No Good Place To Stop😢😢😢
I really felt the absence of this.
Draw a circle around D with radius |DC|. Let the intersection of the circle with AC be E.
According to Thales' theorem, triangle BCE has the angles 30, 90 and 60.
Since |BD| = |DE|, triangle BDE is equilateral.
Since angle DAE and angle EDA are 15 degrees, |AE| = |ED| = |EB| and therefore triangle BEA is isosceles.
Therefore angle theta is 45-15 = 30 degrees (base angles triangle BEA are (180-90)/2 = 45 degrees).
Very elegant.
@@activatewindows7415 This solution doesn't require accurate drawing. It is the most elegant solution, because it doesn't need any trigonometric identities - just Thales theorem and elementary geometry.
Very nice!
Michael if you want to improve your geometry you need to give up analytic solutions don’t fall into the trap I fell into,solve them geometrically it’s tricky but it’s worth it because you gain better insights of finding key points which leads to more elegant and less messy solutions..Another issue with analytic solutions is that when solving more complex geo problems you often stumble upon 4th and higher degree polynomials which are usually not possible to solve,for example try the generalized ladder and square problem from mind your decisions analytically-completely impossible.lastly geometric solution are just more satisfying as they are require more creativity and less brute force.

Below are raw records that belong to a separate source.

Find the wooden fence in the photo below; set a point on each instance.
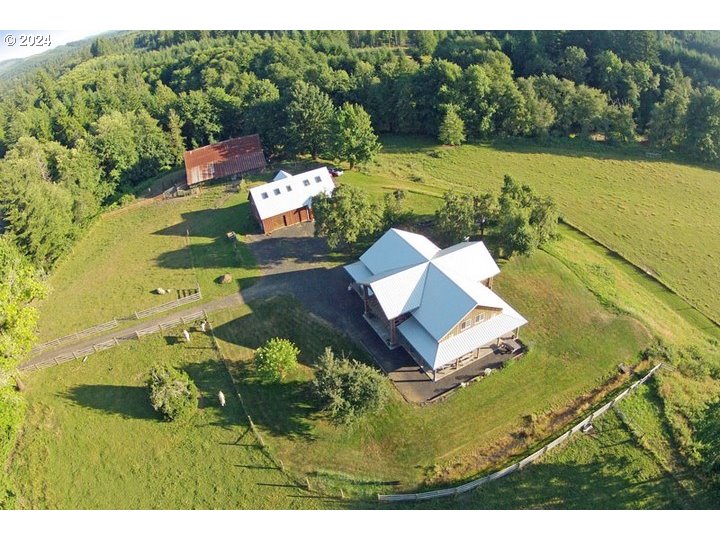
(97, 329)
(112, 342)
(169, 305)
(464, 488)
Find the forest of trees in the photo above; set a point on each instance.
(81, 130)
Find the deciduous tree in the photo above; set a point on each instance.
(345, 217)
(275, 359)
(310, 120)
(354, 138)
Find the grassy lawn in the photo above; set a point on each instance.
(656, 213)
(605, 470)
(113, 270)
(575, 343)
(92, 440)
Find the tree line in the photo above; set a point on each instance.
(79, 132)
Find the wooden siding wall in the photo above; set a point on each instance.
(290, 217)
(488, 312)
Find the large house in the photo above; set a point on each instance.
(227, 158)
(287, 199)
(436, 303)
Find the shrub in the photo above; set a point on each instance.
(347, 388)
(172, 392)
(275, 359)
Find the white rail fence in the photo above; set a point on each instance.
(197, 295)
(104, 327)
(112, 342)
(464, 488)
(77, 336)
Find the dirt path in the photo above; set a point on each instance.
(252, 293)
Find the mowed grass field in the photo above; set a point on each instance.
(92, 439)
(660, 215)
(127, 254)
(575, 347)
(584, 323)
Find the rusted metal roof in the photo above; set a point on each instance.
(234, 156)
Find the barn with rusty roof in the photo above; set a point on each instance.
(226, 158)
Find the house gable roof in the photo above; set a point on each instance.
(398, 249)
(407, 273)
(286, 194)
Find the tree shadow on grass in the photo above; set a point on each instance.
(123, 401)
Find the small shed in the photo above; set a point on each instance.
(287, 200)
(226, 158)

When presented with a geometry problem, turning it into algebra is like taking a long and complicated detour to get to the destination, rather than taking the freeway. It is really much more elegant and satisfying to solve this problem using theorems from geometry.

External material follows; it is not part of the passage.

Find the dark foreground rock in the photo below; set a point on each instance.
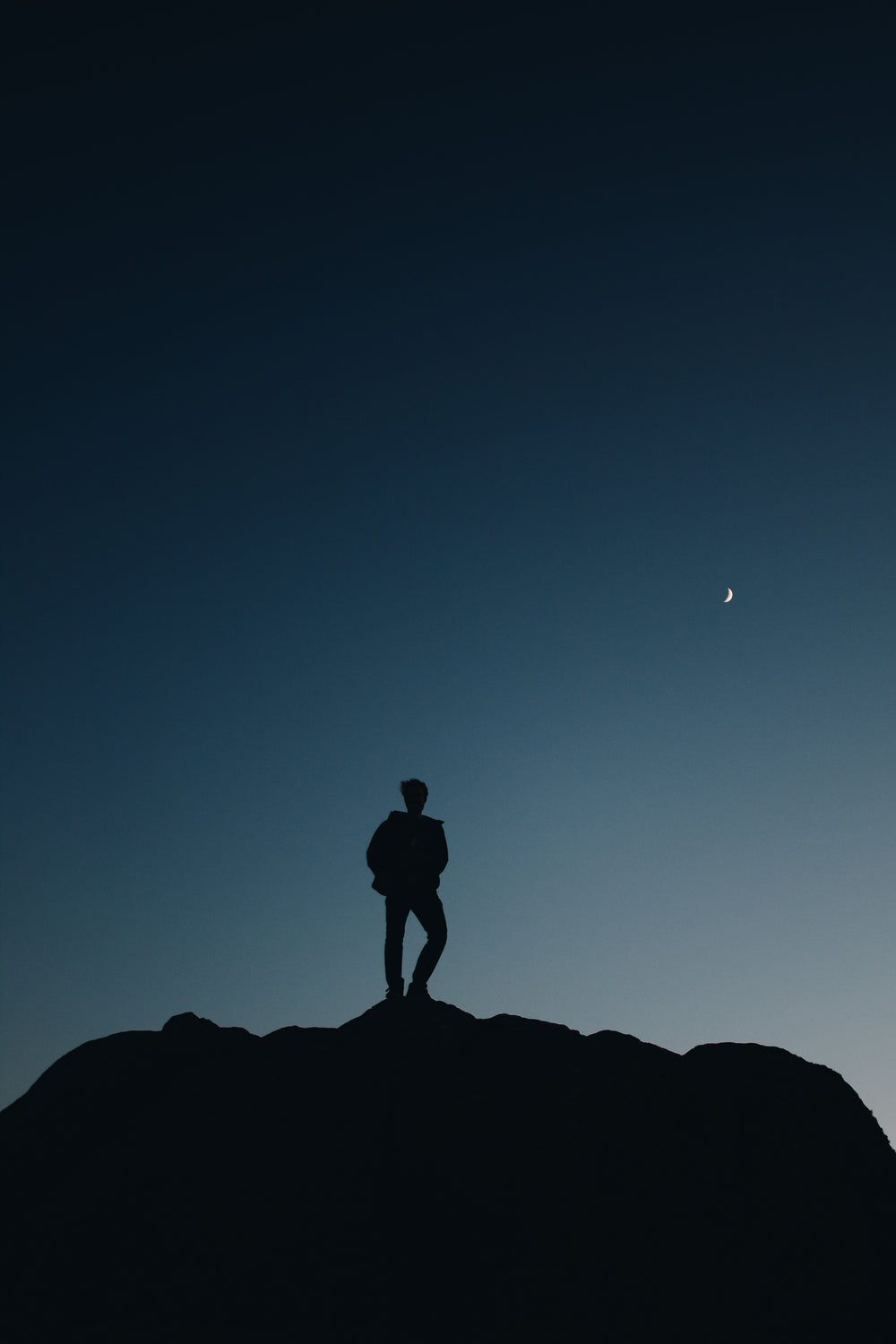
(424, 1175)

I guess that wasn't a good place to stop.
So tan(75°)=2+sqrt(3)
without drawing anything extra
just use law of sines, u get two equations and u solve for the theta variable only
a/sin(A) = b/sin(B), A = theta + 15degrees, B = 180degrees - 45degrees - theta, sin(B) further simplified to sin(theta + 45degrees) by removing the negatives
so u have 2 equations
a/sin(theta + 15degrees) = b/sin(theta +45degrees)
b/sin(135degrees) = 0.5a/sin(15degrees)
substitute a or b, and the other will also be eliminated, leaving theta to be solved for
no calculators needed, just the table for 30 45 60 degrees and the angle sum formula
u need to find the ratio of sin to cos and then solve for tan from the table, giving 30 degrees as the answer (need to simplify and rationalize all the square roots to get the table value)
This would've been my approach as well. Felt like it was made unnecessarily complicated in the video.
The logical way to start is ususlly to fill in complimentary angles and the angles that directly follow from sum of angles in a triangle is 180 degrees.
I used law of sines
Same. It was a painful derivation involving completing the squares and cosine of 15 degrees.
the way u wrote the bracket for the last tangent equation there was wrong
This is mental arithmetic only. Within seconds, I had the answer. Watching you, I had my head in my hands, saying "no, no, no". This is exactly how to complicate a very simple "problem".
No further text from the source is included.